The French, seeing the problem, offer a solution: they are preparing to release an application with the telling name «NSA», which will allow individual inspect Any network activity Android-program. However, this is not a universal solution, not an original and hardly effective. Google, too, know what is happening and has long been practiced similar methods. In recent years, Android has been built malware-scanner function App Ops for inspection and routine enable / disable permissions for each installed application. But if the scanner was (now hiding under the function “Check application” in the tab “Security” System Settings), access to the App Ops simple user blocked – and they have done is absolutely correct, because the average user does not have enough knowledge or experience to to use such a tool. French NSA issue is also not correct: someone may use it to find out something useful, but for the majority of owners of Android-devices still remain the same.
It is necessary to hope that a complete solution will be found at all? No, if you remember the story. Android is clearly turning into account the third monarch of the digital world – having the board in MS-DOS and Windows, which have suffered from the same ailments, but never cured. Worse, the task of monitoring applications in mobile OS more difficult as the need for resources is often trivial and obvious.
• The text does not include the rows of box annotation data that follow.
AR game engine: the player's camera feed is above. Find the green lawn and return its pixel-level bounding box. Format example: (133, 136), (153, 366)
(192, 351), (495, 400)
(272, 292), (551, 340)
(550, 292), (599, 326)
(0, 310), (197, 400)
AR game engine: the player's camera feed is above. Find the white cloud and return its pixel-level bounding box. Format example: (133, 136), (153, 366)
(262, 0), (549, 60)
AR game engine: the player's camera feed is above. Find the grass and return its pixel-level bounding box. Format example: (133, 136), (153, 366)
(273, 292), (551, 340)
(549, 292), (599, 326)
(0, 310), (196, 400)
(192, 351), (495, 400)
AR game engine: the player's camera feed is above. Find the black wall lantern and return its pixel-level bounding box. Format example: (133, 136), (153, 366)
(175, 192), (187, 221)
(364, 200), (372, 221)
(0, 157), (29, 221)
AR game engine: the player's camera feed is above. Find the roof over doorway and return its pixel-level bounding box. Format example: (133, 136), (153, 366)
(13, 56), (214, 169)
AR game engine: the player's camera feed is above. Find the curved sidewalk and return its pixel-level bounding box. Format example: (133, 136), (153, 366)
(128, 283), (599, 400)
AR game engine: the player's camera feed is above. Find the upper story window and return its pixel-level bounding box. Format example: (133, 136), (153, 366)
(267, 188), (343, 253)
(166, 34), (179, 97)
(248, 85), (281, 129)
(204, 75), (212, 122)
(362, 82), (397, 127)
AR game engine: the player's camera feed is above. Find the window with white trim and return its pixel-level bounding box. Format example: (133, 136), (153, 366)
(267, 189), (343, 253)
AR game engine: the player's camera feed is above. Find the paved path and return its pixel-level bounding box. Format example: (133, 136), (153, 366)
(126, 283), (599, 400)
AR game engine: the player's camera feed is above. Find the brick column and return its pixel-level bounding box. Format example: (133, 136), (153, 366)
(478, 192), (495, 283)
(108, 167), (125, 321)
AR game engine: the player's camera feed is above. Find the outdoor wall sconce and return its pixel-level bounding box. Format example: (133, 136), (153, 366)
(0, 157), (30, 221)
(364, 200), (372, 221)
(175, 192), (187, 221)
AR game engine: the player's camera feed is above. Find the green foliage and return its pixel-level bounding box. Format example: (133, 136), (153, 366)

You can not just disable the program to access GPS, contacts, or use the network camera – because of all this, there are legitimate use: download advertising, store data in the “cloud” on the user’s avatar to photograph and so on. And so on.
Perhaps the permit system can be made more informative, understandable. Perhaps you can still give the user the right in its sole discretion to selectively restrict access to application resources (something similar has already been implemented in the Blackberry). Obviously, it is necessary to make more rigorous checks before skipping applications in App-Store. But the complete solution to the problem will require modification of the entire ecosystem of Android. Until then, the user will have to accept and tolerate.
PS The paper used illustration Steve Emry.